Corporate earnings growth, while slowing due to increasing macro headwinds, remains positive overall. At the end of 2021, analysts estimated S&P 500 earnings of $216.14 for the year ahead. At the end of May, that had increased to $228.03. The combination of lower stock prices and better earnings reduced the index’s price-earnings ratio to the 17-18x range, a substantial decline from the low 20s P/E ratio seen in the 4th quarter of last year.

Bond Market: While the benchmark Treasury 10-year yield topped earlier in the month, investment grade bonds were not as quick to respond and lower grade bonds even less so, with high yield bond prices not bottoming until the 20th of the month essentially in tandem with equities. For the month, the Bloomberg Aggregate Bond index returned 0.64%, with investment grade corporates faring slightly better (0.93%) and lower grade high yield bonds a bit worse (0.25%).

The market wrestled most of the month with a global economy that was clearly slowing in the face of significant macro headwinds (Fed tightening, China lockdown, war in Ukraine impacting European growth, higher consumer costs).
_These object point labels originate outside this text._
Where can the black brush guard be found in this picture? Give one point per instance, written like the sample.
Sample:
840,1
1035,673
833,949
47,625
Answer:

Investor uncertainty was apparent in lower corporate issuance overall, with many lower grade offerings being pulled entirely for want of buyers amid widening credit spreads.

At the margin, though, the market was slowly improving as evidenced by the decline in the MOVE index, a measure of bond market volatility. The combination of relative lower yields and greater price stability eventually set the stage for a snap-back reversal in the last week of the month. The reversal was particularly acute in high-yield spreads, which dropped 72 basis points over the span of five trading days.

Monetary Policy and the Federal Reserve: The Federal Reserve announced a 50-bps point hike in early May and indicated it may need to make several more hikes before it is able to bring inflation down to its target long-term rate of 2%. In addition, it will allow $47.5 billion in Treasury and agency bonds to mature in each of the next three months, with that amount increasing to $95 billion in September. In the FOMC minutes released late in the month explaining its actions, the Committee said it expected robust growth in consumption spending, driven by strong household balance sheets and an extremely tight labor market, offset by higher price pressures. It is hopeful that tighter monetary policy, together with an easing of supply bottlenecks, a further rise in labor force participation, and the waning effects of pandemic-related fiscal policy support could help reduce the supply–demand imbalances in the economy and lower inflation over the medium term.

It did note the employment cost index of hourly compensation in the private sector – an important gauge of structural inflation in the system – rose 4.8% over the 12 months ending in March; this gain was much larger than the corresponding 12-month changes posted in each of the preceding four years and was the largest 12-month increase since 1990.

Dynamic Growth: Much ink has been spilled on whether the recent stock market advance is the start of a new phase in this long-term secular bull market or merely a rally in a bear market. At Kensington Asset Management we believe such debates are of little use, and focus instead on quantitative tools to determine market supply and demand, and whether the time is right to invest. Our model moved to a risk-on posture in the second half of May allowing us to capture the late month equity rally.

Managed Income: As mentioned, the bond market’s price improvement over the course of the month first evidenced itself in higher Treasury prices, before flowing through to investment grade securities and ultimately lower grade offerings. This migration is to be expected, particularly during times of market stress, as cautious investors first seek out safer securities before venturing forth into higher risk debt as confidence increases. Our Managed Income model tracks such behavior along with price dynamics in other related markets and triggered a buy signal at the end of the month.